The intervention never happened, for I did start gaining weight. My love of food finally got to me. See? Even now, I couch the end of my anorexia with a phrase that implies that the end of being thin was something bad. I'll write it again: my love of food finally got to me. You see, a part of me still longs to be that thin. Maybe not that thin, but thin enough not to think I look like crap from the side or feel that I must wear a high turtleneck to cover my double chin. No, I'm not over this by a long shot.

I agree with my whole being when I read about being a "ferocious crone" on BitterGrace's blog. Yet, these demons still haunt me when I'm struggling to get into a pair of jeans or look at a photograph of myself.
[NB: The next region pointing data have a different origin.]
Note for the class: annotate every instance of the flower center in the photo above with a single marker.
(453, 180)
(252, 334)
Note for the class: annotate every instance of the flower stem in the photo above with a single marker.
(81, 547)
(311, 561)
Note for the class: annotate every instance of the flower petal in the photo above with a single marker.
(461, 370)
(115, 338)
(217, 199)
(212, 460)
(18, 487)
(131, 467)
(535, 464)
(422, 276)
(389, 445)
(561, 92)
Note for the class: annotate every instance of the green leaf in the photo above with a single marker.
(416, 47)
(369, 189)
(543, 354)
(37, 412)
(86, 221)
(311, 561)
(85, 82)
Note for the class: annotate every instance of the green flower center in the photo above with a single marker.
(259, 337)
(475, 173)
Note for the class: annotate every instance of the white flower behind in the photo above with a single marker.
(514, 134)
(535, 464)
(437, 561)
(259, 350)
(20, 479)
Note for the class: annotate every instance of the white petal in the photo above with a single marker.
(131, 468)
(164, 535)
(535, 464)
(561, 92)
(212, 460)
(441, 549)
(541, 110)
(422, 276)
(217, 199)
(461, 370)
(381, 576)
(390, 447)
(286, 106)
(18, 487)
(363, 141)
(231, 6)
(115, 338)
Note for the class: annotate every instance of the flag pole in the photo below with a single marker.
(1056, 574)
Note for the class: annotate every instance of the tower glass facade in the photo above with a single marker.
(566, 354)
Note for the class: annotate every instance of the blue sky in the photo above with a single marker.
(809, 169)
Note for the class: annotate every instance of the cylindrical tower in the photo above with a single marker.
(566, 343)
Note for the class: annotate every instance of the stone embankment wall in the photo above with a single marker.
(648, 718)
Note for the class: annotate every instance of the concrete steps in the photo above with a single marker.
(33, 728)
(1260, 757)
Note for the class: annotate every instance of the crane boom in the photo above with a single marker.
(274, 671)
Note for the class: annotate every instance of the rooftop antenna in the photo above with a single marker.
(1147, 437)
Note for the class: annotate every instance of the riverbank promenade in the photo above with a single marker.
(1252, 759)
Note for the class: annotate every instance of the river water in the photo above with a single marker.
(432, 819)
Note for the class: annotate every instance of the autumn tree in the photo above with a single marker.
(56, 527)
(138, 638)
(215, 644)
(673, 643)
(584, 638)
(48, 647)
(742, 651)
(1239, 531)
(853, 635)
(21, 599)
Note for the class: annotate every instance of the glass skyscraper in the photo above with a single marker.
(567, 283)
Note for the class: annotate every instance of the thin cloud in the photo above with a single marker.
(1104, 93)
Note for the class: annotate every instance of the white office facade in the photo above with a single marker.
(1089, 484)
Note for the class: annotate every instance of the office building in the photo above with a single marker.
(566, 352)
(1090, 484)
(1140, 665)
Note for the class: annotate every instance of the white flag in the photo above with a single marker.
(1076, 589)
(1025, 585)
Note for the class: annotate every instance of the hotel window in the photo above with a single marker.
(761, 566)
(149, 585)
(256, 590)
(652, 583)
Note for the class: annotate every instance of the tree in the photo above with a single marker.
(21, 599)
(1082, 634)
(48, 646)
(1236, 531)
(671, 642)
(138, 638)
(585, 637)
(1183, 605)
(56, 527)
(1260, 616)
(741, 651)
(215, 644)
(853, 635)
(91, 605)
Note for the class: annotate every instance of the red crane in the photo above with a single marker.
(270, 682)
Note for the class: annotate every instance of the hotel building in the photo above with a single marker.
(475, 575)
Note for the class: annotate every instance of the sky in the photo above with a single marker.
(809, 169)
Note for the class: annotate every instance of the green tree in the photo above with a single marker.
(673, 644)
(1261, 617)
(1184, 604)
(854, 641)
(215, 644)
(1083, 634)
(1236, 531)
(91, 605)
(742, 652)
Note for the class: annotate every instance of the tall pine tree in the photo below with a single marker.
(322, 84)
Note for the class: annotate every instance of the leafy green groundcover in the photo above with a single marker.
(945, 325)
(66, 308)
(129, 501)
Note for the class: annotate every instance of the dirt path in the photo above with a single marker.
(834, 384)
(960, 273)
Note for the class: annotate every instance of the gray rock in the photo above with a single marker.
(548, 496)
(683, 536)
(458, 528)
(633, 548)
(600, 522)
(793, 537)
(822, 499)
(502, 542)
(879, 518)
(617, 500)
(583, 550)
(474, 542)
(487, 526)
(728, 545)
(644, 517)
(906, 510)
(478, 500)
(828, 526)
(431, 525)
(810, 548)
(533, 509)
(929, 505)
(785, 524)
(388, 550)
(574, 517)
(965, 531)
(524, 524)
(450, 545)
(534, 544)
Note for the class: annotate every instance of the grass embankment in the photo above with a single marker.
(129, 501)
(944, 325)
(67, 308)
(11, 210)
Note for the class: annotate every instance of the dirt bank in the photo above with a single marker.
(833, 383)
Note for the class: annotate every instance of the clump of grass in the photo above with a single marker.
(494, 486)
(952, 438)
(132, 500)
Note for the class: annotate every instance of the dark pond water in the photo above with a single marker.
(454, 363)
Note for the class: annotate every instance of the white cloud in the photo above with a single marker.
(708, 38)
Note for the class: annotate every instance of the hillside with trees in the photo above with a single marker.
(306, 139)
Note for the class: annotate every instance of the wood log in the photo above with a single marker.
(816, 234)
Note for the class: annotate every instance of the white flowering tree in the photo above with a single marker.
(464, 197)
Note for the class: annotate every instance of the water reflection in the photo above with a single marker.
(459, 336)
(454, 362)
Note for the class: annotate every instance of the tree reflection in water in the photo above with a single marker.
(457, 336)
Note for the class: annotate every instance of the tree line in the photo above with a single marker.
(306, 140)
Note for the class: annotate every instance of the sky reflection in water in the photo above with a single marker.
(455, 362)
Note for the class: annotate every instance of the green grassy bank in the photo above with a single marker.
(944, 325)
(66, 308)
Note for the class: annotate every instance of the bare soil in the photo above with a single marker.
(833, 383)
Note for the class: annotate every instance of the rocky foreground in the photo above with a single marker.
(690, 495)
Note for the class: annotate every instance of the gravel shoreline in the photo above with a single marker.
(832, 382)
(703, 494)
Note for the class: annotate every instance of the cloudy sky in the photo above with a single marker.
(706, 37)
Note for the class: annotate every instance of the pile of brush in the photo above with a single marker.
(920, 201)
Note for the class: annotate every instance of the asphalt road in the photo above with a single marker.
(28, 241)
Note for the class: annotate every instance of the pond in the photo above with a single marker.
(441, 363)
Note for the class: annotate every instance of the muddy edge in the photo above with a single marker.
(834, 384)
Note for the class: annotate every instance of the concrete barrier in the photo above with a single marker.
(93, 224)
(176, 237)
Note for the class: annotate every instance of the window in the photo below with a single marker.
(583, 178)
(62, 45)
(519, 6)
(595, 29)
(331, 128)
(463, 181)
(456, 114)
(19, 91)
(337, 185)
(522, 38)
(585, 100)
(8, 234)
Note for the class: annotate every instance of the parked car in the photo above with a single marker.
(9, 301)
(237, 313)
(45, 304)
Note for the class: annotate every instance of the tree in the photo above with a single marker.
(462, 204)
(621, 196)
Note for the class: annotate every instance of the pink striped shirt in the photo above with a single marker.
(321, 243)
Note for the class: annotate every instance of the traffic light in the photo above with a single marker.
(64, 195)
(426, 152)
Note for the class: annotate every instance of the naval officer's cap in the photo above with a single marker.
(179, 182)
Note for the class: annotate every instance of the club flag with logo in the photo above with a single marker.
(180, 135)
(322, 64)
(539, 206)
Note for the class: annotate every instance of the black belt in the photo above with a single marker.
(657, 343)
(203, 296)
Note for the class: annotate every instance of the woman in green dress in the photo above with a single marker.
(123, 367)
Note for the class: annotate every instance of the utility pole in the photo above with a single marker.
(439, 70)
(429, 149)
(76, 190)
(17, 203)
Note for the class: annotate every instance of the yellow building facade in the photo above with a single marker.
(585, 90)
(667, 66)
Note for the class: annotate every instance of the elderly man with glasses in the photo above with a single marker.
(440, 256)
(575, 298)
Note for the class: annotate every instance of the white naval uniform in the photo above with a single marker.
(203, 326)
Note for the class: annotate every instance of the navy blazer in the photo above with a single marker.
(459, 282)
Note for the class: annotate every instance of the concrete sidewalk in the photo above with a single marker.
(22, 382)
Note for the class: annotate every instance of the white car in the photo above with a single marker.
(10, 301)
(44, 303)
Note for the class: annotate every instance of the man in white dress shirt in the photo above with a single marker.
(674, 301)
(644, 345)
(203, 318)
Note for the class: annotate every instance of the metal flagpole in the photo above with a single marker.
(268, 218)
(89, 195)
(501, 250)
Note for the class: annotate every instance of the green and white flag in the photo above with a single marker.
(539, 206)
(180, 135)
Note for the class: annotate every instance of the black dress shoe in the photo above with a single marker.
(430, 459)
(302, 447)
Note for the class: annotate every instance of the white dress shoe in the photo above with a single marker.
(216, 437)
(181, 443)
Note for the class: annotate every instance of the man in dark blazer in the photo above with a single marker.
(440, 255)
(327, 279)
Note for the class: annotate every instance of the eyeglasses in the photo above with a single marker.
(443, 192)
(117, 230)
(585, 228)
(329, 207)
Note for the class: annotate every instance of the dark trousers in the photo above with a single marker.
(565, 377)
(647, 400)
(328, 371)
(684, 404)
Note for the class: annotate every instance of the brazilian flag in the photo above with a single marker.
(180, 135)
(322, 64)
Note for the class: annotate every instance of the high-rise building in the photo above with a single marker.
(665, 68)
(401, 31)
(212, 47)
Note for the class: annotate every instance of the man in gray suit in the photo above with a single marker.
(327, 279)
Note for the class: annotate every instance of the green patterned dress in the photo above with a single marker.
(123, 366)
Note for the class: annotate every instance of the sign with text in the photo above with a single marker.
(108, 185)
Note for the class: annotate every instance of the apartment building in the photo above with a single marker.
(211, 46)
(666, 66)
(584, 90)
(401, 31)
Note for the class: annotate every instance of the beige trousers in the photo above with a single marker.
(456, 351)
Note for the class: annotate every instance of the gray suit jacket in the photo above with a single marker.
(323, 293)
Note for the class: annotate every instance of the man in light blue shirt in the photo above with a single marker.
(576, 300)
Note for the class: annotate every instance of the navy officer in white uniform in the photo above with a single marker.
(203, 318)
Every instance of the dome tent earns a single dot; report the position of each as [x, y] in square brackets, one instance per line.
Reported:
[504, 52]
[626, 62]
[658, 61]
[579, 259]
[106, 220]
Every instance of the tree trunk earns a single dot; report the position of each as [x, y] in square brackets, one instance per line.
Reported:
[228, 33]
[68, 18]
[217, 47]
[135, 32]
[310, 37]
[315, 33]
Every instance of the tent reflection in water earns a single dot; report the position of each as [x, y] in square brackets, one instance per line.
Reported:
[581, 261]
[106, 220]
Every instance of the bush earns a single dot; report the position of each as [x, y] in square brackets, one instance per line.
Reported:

Other times, I must admit, I look in the mirror and just see me, a person whom I like.

Photo note: Somehow it seems unfair to Annie Lennox to put her face at the top of this post. I searched, in vain, for a painting that spoke to me. Then I typed the word "adrogyny" into Google, found this photo, so lovely, and said "this is it." No, Annie Lennox didn't have anorexia, as far as I know. She had a beautiful, shapely body. I thought the contrast of her womanly form and her adrogynous style was "to die for" (though I've never uttered those words in my life). In order to be more like her, and less like myself, I starved myself. No, not to be Annie Lennox exactly, but she was my ideal. She is gorgeous. And she is gorgeous still. I will find a recent photo of her to post, but not tonight. Tonight, I am done.